A iniciativa é uma colaboração entre a Feminista Revolusionária (FERA), o Movimentu Leitura ba Transformasaun Sosiál (Movimentu LETRAS) e o Kios Matenek, e inspira-se no legado de Rosa “Muki” Bonaparte e da Organização Popular de Mulheres Timorenses (OPMT), figuras da luta pela libertação nacional que defendiam a indissociabilidade entre a emancipação das mulheres e a independência do país.

Segundo os promotores, Timor-Leste carece atualmente de uma biblioteca nacional em funcionamento pleno, tem poucas livrarias e ainda menos espaços onde as mulheres possam reunir-se para aprender, refletir e organizar-se.

O projeto quer “estabelecer uma biblioteca feminista de base comunitária” que funcione como “um centro dinâmico de aprendizagem e comunidade” para mulheres e aliados em Timor-Leste.

A biblioteca será instalada no Kios Matenek, um café comunitário em Díli vocacionado para a inovação social, que os organizadores descrevem como um ambiente já criativo e propício à criação de “um espaço feminista público, mas seguro”.

Prevê um acervo inicial de cerca de 200 livros e publicações sobre feminismo, economia política, história timorense e as lutas das mulheres a nível global, além de mesas abertas para discussão, escrita criativa e estudo.

Entre os objetivos definidos pelos promotores contam-se a criação de uma biblioteca comunitária com acesso a literatura feminista e queer, o incentivo à leitura, escrita e ao diálogo crítico entre mulheres e jovens, a realização de workshops e sessões sobre teoria feminista e transformação social, o reforço da colaboração entre organizações de base, académicos e ativistas, e a promoção de escritoras e pensadoras timorenses através de exposições e sessões de leitura.

A campanha estima um custo total de cerca de 10 mil dólares, repartidos por seis rubricas: 4.000 dólares para obras de renovação do espaço e mobiliário, 2.000 dólares para a aquisição do acervo inicial de livros, 1.000 dólares para material diverso, decoração e equipamento, 500 dólares para comunicação, impressão e divulgação, 1.000 dólares para formação e coordenação de voluntários, e 1.000 dólares de contingência e manutenção.

Segundo o cronograma apresentado, a angariação de fundos e a recolha de livros decorrem entre julho e setembro de 2026, em paralelo com as obras de construção e adaptação do espaço e com a recolha e catalogação do acervo, no mesmo período.

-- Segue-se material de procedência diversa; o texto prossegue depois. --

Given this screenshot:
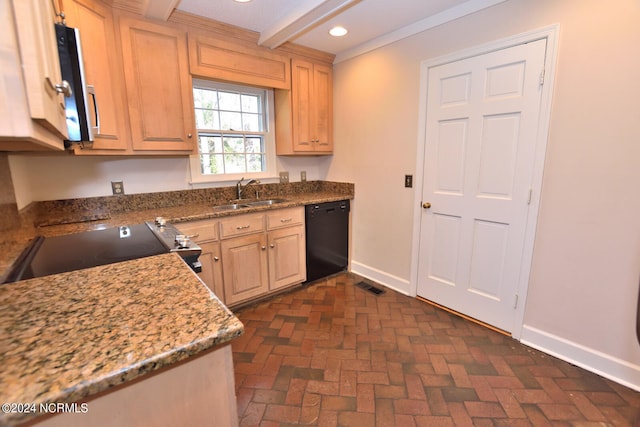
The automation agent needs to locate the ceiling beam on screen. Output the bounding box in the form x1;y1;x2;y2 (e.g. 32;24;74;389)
258;0;362;49
142;0;180;21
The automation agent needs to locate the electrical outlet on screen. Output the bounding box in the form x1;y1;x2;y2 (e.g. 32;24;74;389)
111;181;124;196
404;175;413;188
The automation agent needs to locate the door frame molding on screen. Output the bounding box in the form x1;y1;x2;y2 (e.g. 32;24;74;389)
409;24;560;340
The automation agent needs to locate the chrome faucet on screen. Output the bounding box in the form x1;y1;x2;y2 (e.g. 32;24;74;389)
236;177;260;200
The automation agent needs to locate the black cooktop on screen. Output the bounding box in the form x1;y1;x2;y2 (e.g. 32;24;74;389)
4;223;169;283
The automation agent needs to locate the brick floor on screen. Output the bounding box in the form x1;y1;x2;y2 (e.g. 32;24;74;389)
232;274;640;427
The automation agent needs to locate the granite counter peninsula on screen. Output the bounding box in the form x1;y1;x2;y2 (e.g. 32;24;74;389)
0;254;244;426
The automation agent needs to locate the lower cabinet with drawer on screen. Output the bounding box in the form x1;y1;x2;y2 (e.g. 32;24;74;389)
179;207;306;306
174;219;226;304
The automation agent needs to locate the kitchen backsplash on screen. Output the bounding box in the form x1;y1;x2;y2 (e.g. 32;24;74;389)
30;181;354;226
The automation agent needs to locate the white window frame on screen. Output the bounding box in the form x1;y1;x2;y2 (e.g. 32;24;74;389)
189;79;276;184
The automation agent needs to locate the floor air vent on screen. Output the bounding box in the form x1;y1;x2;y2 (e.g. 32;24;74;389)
356;282;384;295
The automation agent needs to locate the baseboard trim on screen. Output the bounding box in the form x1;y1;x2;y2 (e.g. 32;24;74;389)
350;260;410;296
520;325;640;391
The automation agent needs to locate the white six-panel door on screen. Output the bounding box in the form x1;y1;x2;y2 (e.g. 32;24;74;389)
417;39;546;331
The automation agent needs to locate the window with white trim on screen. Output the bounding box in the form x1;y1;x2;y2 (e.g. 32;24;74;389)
191;80;275;182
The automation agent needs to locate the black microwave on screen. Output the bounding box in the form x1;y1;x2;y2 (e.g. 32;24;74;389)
55;24;95;148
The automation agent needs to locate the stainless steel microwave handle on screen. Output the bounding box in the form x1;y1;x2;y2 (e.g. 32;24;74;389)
45;77;73;98
87;85;100;135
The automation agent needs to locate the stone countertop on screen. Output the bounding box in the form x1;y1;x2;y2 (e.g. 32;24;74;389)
0;254;244;426
0;183;354;279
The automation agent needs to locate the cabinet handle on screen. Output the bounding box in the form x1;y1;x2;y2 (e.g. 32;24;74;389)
45;77;73;98
87;85;100;135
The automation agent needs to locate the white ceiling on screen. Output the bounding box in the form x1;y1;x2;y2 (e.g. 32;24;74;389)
176;0;506;62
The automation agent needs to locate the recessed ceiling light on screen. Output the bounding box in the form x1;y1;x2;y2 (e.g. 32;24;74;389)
329;26;348;37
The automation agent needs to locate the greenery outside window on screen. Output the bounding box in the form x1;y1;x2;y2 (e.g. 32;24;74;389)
191;80;275;182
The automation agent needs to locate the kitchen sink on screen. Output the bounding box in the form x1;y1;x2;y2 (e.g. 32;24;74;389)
245;199;287;206
213;199;288;211
213;203;249;211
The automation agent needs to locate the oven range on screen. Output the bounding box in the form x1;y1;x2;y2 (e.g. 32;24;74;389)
0;218;202;283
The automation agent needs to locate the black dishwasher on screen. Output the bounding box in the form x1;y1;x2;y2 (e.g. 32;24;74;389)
305;200;350;283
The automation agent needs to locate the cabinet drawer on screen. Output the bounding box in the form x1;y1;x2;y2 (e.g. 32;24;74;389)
176;219;218;243
220;213;264;239
267;206;304;230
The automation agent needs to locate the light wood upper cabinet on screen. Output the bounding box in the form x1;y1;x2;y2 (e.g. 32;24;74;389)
119;15;197;153
61;0;129;155
189;34;291;89
275;58;333;155
0;0;67;150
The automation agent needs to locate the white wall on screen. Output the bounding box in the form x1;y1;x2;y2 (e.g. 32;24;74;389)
9;154;332;209
327;0;640;388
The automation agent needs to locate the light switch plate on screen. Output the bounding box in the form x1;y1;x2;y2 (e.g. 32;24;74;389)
404;175;413;188
111;181;124;196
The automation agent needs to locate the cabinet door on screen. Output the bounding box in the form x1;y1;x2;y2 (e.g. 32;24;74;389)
198;242;226;304
312;64;333;152
291;59;315;151
62;0;128;154
221;233;269;305
13;0;68;138
269;225;307;290
119;16;195;152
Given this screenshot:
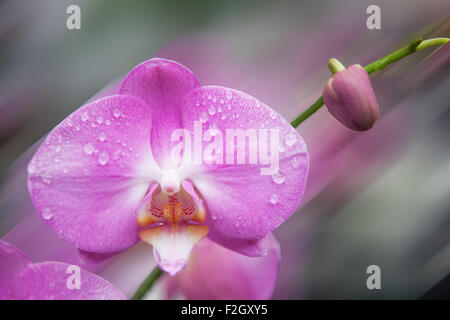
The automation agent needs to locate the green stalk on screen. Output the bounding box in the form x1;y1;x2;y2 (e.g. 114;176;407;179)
291;38;450;128
131;266;164;300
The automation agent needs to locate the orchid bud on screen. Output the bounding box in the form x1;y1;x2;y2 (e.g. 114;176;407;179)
323;59;378;131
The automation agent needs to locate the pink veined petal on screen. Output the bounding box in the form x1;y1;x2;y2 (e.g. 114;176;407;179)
168;234;280;300
0;240;125;300
140;223;208;276
182;87;309;239
208;228;271;257
120;58;200;169
182;180;269;257
0;240;30;300
14;262;126;300
28;95;159;253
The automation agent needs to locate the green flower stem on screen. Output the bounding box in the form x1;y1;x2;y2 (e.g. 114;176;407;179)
131;266;164;300
131;38;450;300
291;38;450;128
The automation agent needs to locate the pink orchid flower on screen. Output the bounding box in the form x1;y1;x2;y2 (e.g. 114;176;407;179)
166;235;280;300
28;58;309;275
0;240;126;300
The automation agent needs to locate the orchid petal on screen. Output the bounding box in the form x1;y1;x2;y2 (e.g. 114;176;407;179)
139;224;208;276
28;96;159;253
120;58;200;169
0;240;30;300
182;87;309;239
168;234;280;300
14;262;126;300
0;240;126;300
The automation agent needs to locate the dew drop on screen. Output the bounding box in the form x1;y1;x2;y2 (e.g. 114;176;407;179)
269;193;278;204
27;163;36;174
83;142;94;154
272;172;286;184
269;111;277;120
98;150;109;166
198;111;208;123
208;105;216;116
42;207;53;220
284;132;297;147
112;150;120;160
81;111;89;122
291;156;302;169
98;132;106;141
42;176;52;184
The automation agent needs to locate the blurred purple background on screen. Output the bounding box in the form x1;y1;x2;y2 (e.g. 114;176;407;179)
0;0;450;299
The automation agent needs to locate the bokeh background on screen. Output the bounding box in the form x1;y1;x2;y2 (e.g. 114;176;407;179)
0;0;450;299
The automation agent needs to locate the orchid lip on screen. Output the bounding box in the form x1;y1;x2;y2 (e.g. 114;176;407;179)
137;179;209;276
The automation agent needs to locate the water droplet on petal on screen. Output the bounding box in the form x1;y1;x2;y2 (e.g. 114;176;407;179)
198;111;208;123
27;163;36;174
269;111;277;120
208;105;216;115
98;132;106;141
291;156;302;169
284;132;297;147
272;172;286;184
42;207;53;220
98;150;109;166
269;193;278;204
81;111;89;122
83;142;94;154
42;176;52;184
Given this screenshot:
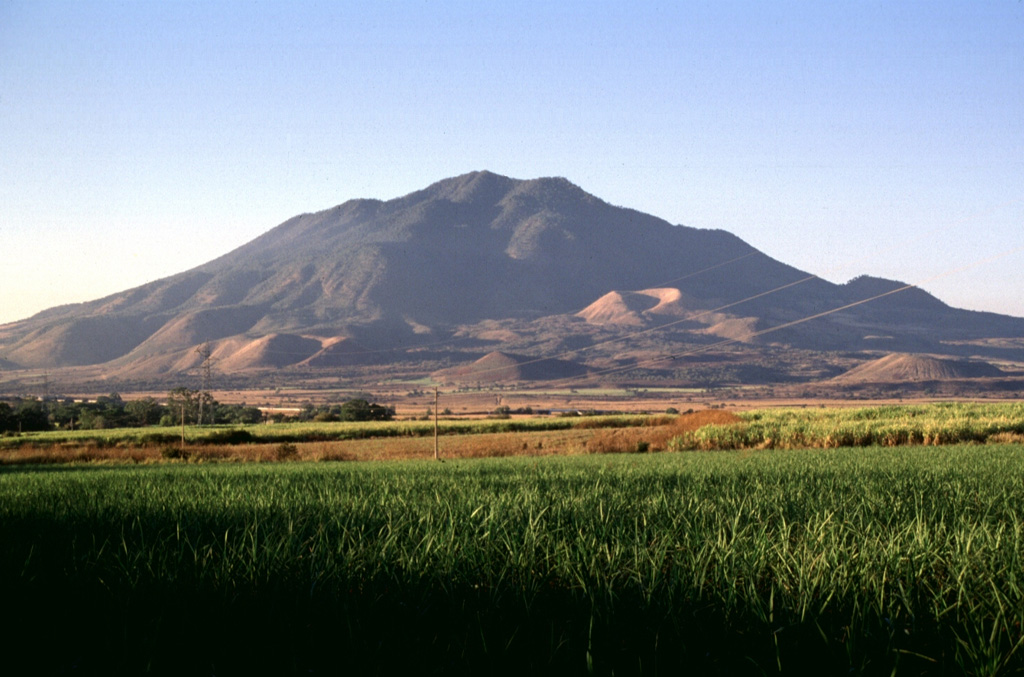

A formação de voluntários está prevista para setembro e outubro de 2026, com a inauguração da biblioteca agendada para setembro de 2026, a que se seguirá um programa regular de eventos.

Os organizadores indicam que a sustentabilidade a longo prazo do projeto assentará em três eixos: envolvimento comunitário, através da criação de uma base de membros e voluntários para a cogestão das atividades; desenvolvimento de parcerias com redes feministas, ativistas, instituições educativas e ONG para partilha de conhecimento e recursos; e organização de eventos culturais e publicações, incluindo encontros feministas, debates públicos e o lançamento de zines ou brochuras escritas por mulheres locais.

Os promotores apelam a ativistas, organizações feministas, agências, parceiros de desenvolvimento e particulares para que apoiem a iniciativa através de contribuições financeiras “de acordo com a capacidade de cada um” ou através da doação de livros, sublinhando que “todos os contributos contam” para um espaço que pretende ser, nas palavras da campanha, “um pilar de esperança para a mudança social” e um investimento na “libertação política e intelectual das mulheres em Timor-Leste”.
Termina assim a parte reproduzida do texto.